# BioInformatics Assignment 1: H3N2 Protein Sequences
**- Matthew Johnson, Sept. 19, 2018**
- Sequence length 500-600 aa

The influenza virus A is responsible for some of the worst pandemics in history. The 1918 flu pandemic was an unusually deadly influenza pandemic involving H1N1 influenza virus. It infected 500 million people across the world and resulted in the deaths of 50 to 100 million (three to five percent of the world's population). 
**In this assignment we want to investigate one subtype of influenza virus A: H3N2.**<br>
*Please collect H3N2 protein sequences, put them into one text file (.txt or equivalent) and submit through moodle.*
1. Using **FASTA** format
2. Each sequence is named as: **[location]/[year]**, if multiple sequence exist for the same location and year, you may use [location]/[year]/[number].
3. Do not include many sequences with the same location and same year. Normally less than 3.
4. The number of sequences should be in the range of 20 to 50.
5. The sequences should reflect the overview of H3N2's distribution.

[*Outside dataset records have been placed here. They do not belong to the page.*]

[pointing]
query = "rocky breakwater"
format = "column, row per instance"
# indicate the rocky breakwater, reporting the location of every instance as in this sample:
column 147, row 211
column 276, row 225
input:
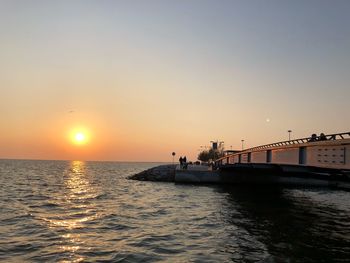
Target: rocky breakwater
column 162, row 173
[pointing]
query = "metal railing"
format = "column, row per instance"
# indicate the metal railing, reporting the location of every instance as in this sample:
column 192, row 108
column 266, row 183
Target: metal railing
column 335, row 136
column 329, row 137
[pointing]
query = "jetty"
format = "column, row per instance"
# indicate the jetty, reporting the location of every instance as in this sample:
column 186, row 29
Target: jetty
column 301, row 162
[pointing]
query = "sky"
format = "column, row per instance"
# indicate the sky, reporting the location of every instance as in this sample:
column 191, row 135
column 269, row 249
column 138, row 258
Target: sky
column 143, row 79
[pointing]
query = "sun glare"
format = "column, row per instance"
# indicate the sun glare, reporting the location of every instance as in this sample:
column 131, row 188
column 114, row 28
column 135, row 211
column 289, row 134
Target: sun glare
column 79, row 137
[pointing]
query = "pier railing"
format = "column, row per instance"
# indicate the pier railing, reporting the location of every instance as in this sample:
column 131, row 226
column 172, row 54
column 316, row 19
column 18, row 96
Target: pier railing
column 335, row 136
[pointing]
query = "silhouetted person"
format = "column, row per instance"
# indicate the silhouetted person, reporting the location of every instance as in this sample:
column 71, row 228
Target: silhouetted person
column 181, row 160
column 313, row 138
column 323, row 137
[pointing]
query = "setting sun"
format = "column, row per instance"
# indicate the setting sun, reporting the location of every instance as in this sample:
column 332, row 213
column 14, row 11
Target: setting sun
column 79, row 136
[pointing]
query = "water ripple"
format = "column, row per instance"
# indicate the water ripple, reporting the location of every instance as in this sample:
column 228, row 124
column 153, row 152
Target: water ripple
column 56, row 211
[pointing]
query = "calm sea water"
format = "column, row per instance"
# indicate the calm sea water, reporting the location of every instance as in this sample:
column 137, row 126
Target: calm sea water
column 58, row 211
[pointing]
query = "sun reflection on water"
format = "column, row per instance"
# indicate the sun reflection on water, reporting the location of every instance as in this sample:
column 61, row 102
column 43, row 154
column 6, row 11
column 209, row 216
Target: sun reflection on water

**Import Useful Libraries:**

In [1]:
import re
import time
import selenium
from selenium import webdriver
import warnings
warnings.filterwarnings('ignore')

**Method to label the [location]/[year]:**<br>
- takes in a location and the fasta text
- using regex, extracts year and removes text between parenthesis "( ... )"
- returns text prefixed with location/year label

In [33]:
def label_fasta_format(country_, text_, index):
    try:
        year_ = re.findall('\(.*?\)',text_)[0].split('/')[-1].split('(')[0]
        #print('year:', year_)
        if int(year_) < 1900:
            year_ = '#X#X#'
        temp_text = re.sub(r" ?\([^)]+\)", "", text_)
        #print(temp_text)
        temp_text = temp_text.lstrip('>')
        country =  re.sub(" ", "_", country_)
        #print('country:', country)
        prefix = '>' + country + '/' + year_ + '/' + str(index) + ' '      
        #print(prefix)
        #print('###\n\n', prefix + temp_text, '\n')
        return ( prefix + temp_text )
    
    except:
        return 'xxxx/xxxx  ' + text_
        print('Label Error')

In [34]:
texty = '>AJK03248.1 hemagglutinin, partial [Influenza A virus (A/Ukraine/96/2009(H3N2))]\nMKTIIALSHILCLVFAQKLPGNDNSTATLCLGHHAVPNGTIVKTITNDQIEVTNATELVQSSSTGEICDS\nPHQILDGENCTLIDALLGDPQCDGFQNKKWDLFVERSKAYSNCYPYDVPDYASLRSLVASSGTLEFNNES\nFNWTGVTQNGTSSACIRRSNNSFFSRLNWLTHLKFKYPALNVTMPNNEQFDKLYIWGVHHPGTDNDQIFL\nYAQASGRITVSTKRSQQTVIPNIGSRPRVRNIPSRISIYWTIVKPGDILLINSTGNLIAPRGYFKIRSGK\nSSIMRSDAPIGKCNSECITPNGSIPNDKPFQNVNRITYGACPRYVKQNTLKLATGMRNVPEKQTRGIFGA\nIAGFIENGWEGMVDGWYGFRHQNSEGRGQAADLKSTQAAIDQINGKLNRLIGKTNEKFHQIEKEFSEVEG\nRIQDLEKYVEDTKIDLWSYNAELLVALENQHTIDLTDSEMNKLFEKTKKQLRENAEDMGNGCFKIYHKCD\nNACIGSIRNGTYDHDVYRDEALNNRFQIKGVELKSGYKDWILWISFAISCFLLCVALLGFIMWACQKGNI\nRCNICI'
label_fasta_format('New Zealand', texty, 0)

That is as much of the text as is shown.